А парижские поездки летом и осенью 1989-го! Не стоит более рассказывать отдельно о каждом путешествии – подробные картинки покажутся заметками капризного баловня судьбы. Тогда, летом, были занятные ученые заседания в институте Хюльтена и веселый день рождения Гарри Файфа в построенной им и еще не заселенной владельцами сверхсовременной вилле, где не было ни стен, ни дверей – все отовсюду было видно, как в театре конструктивистской поры. Был Париж глубокой осенью, с новыми приступами отчаянного одиночества, любопытными знакомствами, вспышками радости, – чего только не было!
Возник в моей жизни еще один странный персонаж, человек совершенно иного мира, натуральный французский миллионер, обитавший на авеню Фош, коллекционер, мечтавший в собственной галерее неподалеку от площади Бастилии устроить выставку нашего тоталитарного искусства. Дальше разговоров и мечтаний дело не двинулось, но знакомство было любопытным. Богат этот господин был настолько, что это даже не казалось противным, он принадлежал другой жизни, даже – как мне казалось – к другой биологической системе. Роскошь его квартиры (целый этаж) и загородного дома вовсе не была дурного тона, скорее незаметна, и все же подавляла. Он собирал ультрасовременные вещи заоблачной цены, помнится, у него был даже один из вариантов знаменитого «Пальца» Сезара (Сезара Бальдаччини), автора скандально-великолепного «Кентавра», самого тогда модного парижского скульптора.
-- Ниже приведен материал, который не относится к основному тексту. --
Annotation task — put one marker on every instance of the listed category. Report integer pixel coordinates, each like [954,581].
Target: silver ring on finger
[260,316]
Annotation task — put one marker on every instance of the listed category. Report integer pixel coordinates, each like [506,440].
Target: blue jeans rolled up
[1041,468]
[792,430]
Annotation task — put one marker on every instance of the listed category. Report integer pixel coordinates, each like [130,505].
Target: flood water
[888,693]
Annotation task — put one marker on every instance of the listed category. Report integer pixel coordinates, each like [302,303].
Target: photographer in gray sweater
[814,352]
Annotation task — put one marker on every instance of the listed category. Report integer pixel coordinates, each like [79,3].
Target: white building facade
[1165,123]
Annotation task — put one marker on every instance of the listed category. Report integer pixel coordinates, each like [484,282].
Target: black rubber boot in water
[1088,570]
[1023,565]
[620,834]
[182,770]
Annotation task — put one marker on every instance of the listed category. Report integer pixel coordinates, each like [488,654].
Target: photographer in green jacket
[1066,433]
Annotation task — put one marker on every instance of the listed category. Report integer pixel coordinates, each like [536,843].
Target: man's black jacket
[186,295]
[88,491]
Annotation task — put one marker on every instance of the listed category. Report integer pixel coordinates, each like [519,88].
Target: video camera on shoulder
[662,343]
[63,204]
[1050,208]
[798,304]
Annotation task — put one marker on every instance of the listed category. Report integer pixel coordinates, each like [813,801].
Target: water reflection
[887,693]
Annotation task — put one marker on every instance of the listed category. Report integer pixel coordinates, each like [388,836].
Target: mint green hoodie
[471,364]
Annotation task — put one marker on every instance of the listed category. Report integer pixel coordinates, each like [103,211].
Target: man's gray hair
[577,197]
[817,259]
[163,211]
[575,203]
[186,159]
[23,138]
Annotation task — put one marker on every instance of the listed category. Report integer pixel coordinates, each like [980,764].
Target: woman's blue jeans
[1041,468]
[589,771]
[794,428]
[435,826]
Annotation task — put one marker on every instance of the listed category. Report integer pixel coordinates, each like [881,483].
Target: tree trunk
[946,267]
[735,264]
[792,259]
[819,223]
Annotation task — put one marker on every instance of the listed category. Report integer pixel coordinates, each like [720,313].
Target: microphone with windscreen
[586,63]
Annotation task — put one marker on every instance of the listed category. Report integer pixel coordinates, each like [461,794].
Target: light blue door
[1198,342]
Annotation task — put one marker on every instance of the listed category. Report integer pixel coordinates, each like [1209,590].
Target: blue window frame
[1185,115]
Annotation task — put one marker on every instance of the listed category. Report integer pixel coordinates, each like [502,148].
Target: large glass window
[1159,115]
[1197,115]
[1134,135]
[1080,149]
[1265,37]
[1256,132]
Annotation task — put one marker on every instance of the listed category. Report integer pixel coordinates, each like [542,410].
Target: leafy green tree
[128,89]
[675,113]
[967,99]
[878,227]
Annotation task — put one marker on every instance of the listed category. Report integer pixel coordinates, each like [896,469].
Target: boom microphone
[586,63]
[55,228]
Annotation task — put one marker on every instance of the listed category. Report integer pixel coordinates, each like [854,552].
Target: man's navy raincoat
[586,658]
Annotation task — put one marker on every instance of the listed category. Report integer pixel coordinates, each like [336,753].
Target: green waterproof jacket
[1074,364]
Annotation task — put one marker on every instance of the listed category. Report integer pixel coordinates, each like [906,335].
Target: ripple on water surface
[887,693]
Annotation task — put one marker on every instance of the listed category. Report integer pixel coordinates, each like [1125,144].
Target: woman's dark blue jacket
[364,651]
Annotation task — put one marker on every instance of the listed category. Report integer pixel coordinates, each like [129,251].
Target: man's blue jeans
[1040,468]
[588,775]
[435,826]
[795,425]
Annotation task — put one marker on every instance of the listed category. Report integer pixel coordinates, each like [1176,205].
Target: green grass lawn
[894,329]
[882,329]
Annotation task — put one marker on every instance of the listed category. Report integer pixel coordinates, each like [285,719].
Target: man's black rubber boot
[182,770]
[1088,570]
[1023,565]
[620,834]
Вместе с тем миллионер был по-своему обаятелен; уже старый и смертельно больной, он никогда не предавался унынию, по-детски хвастался своим благосостоянием (что не слишком принято в Париже и считается дурным тоном, но у него выходило почти симпатично). Разговоры, которые он вел с людьми своего круга, казались мне светски-бессмысленными: сплетни о художниках, цены на картины, погода, налоги, но все это было частью процесса проживания жизни и умения ей радоваться. Что-то в нем еще чуть-чуть приоткрыло мне сокровенные французские тайны бытия: однажды он дал мне свою визитную карточку, где к имени и фамилии была прибавлена напечатанная на машинке приписка: «Il n’est de plus sérieus que le plaisir»[21]. Еще одно – тогда еще не внятное мне – подтверждение жизненной философии француза, и бедного, и богатого – любого.
Странным вспоминается Париж позднего ноября 1989-го, когда я прилетел подписывать договор о выставке «Территория искусства». Я узнал об этой командировке за несколько дней до отъезда, музейное начальство было занято, и поездку доверили мне – все делалось тогда просто. С консулом по каким-то случайным приемам я был знаком и договорился о срочной деловой визе в течение пяти минут.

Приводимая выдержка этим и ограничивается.